ISTANBUL — How easy is it to hide a war? In its rapidly escalating war against the Kurds, Turkey is careful to keep the matter as hushed as possible, while the Kurds lack the resources to make their cause known internationally. While the misdeeds of Saddam Hussein become the subject of outraged editorials, the dirty war on the northern side of the Turkish-Iraqi border is swept under the carpet.

Denial of Kurdish identity and brutal assimilation policies have been Turkish state policy since the republic was founded in 1923. Several mass revolts in the '20s and '30s ended in bloodbaths followed by massive deportations, with the entire area beyond the Euphrates kept under a permanent state of siege until 1950 and declared out of bounds to foreigners until 1965. A state of emergency imposed in 1978 in response to growing nationalist consciousness is still in effect.

After the '30s, there was no organised armed resistance against the government until the small guerilla group known as the PKK (Kurdish Workers Party) fought its first skirmish against government forces in 1984. Armed clashes spread throughout the eighties, and in the spring of 1989 the first mass demonstrations made it clear that the local population was in solidarity with the struggle for national liberation.

On the one side are the guerillas and the vast majority of the region's Kurdish population. On the other side are the relatively vast resources of the Turkish state, backed by the US. Washington has no intention of allowing a potentially destabilising force like the PKK to achieve victory in Turkish Kurdistan.

In addition to its army and police force, which in many Kurdish communities outnumber the local population, the Turkish state has built up an elaborate system of paid informants known as village guards, as well as roving death squads known as special teams. The latter have virtually unrestricted licence to murder, rape, torture and harass.

These forces are supplemented by a pseudo-religious gang of professional saboteurs and assassins known as Hezbullah. While the name is meant to conjure up images of the militant Hezbullah organizations active in other Islamic countries, this organisation is no more than a mask for Turkish secret service activities. Hezbullah operates by assassinating popular figures known for their sympathies with the national liberation struggle.

While Hezbullah terrorism has been widespread, popular outrage has focused on a wave of assassinations of journalists. This culminated in the murder of the 74-year-old Musa Anter on September 20. Known as a sort of living history of Kurdistan, Anter was admired and loved by Kurds and Turks alike for his boundless energy, keen sense of humour and gentle, resolute determination to struggle for his people.

Turkish authorities have driven hundreds of thousands of Kurdish villagers off their land and out of the mountains, forcing them into the already swollen ranks of the unemployed in the region's poverty-stricken towns. The mountains are subject to periodic heavy bombardment, and in many cases forests have been burned so that the guerillas will have trouble finding cover.
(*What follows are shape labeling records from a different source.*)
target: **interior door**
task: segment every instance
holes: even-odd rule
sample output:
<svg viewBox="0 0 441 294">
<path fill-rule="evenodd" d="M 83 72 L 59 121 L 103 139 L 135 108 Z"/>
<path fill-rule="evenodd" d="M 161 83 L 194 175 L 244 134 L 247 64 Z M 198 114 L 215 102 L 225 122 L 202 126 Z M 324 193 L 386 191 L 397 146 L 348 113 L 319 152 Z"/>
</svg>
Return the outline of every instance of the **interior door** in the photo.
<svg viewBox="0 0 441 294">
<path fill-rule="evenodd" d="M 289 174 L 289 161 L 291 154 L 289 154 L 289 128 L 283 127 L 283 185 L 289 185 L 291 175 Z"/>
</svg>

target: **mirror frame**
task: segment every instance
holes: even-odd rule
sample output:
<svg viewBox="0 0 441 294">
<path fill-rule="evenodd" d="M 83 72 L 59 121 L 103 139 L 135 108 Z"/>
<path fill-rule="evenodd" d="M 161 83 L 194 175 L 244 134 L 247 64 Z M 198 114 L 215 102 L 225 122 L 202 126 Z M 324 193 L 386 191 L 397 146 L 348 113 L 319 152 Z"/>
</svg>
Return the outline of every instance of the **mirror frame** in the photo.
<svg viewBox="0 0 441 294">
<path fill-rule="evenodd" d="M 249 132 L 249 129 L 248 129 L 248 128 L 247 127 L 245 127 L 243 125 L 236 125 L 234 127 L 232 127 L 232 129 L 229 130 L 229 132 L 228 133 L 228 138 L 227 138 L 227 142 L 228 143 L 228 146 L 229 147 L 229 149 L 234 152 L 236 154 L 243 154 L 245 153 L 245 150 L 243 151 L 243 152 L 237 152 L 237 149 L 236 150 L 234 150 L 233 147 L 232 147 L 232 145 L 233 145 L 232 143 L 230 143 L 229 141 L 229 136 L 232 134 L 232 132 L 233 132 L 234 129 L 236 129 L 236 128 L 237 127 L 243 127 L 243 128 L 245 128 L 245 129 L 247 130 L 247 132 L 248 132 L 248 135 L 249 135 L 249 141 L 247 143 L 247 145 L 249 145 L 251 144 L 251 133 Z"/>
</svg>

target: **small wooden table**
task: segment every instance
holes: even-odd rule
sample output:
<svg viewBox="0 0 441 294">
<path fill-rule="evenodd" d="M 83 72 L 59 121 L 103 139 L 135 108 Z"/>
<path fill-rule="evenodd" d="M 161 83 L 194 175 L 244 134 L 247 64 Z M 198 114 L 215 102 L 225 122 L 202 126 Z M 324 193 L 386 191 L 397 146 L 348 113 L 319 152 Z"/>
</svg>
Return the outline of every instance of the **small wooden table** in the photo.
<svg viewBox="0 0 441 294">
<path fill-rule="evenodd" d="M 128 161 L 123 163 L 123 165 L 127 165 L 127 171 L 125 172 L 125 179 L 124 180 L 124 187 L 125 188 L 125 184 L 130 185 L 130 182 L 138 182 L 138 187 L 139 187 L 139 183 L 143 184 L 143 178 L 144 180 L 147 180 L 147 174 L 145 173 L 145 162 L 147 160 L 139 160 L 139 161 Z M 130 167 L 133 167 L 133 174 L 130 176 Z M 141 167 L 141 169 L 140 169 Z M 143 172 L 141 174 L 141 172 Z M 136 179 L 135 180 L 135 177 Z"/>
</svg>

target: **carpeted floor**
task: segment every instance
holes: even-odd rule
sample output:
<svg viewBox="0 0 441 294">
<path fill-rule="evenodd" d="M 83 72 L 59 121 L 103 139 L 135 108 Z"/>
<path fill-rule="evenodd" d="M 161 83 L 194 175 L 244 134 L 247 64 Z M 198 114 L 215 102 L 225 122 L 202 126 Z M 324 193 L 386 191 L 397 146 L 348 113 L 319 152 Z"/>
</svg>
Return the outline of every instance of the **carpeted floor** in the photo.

Nevertheless, the list of casualties inflicted on the government forces grows longer each week. The dismal economic situation and the total lack of human rights serve as further incentives for Kurdish youth to join the mountain camps.

The Kurdish population have developed their own methods of resistance, turning funeral processions into protest marches and organising widespread shutdowns of entire towns. On August 15 most of the Botan region, where the national liberation struggle is centred, shut down to mark the eighth anniversary of the beginning of the guerilla struggle. The shutdowns were accompanied by numerous demonstrations, including a demonstration of some 8000-10,000 people in the southern industrial city of Adana, which has the largest Kurdish working-class population in the country.

Shortly after, events made it even clearer that armed repression will be directed at the population as a whole. This strategy was first put into effect in the town of Sirnak, which from August 18 was subjected to three days of non-stop bombing and heavy artillery fire. Following the bombing, shops were looted and burned by soldiers and special team members.

By the end of the ordeal, the city had been reduced to a heap of rubble. The 25,000 residents were left with no choice but to take what they could carry and seek shelter in neighbouring towns and villages. A week later the town of Cukurca received similar treatment, while the town of Kulp was held under fire for 24 hours on October 3. Numerous villages have been bombed off the map.

Despite pleas by leading intellectuals, writers and artists for the problem to be solved within a democratic framework, and repeated calls for negotiations by the PKK itself, reliance on violence and a military solution has clearly become the government's preferred means to tackle the problem.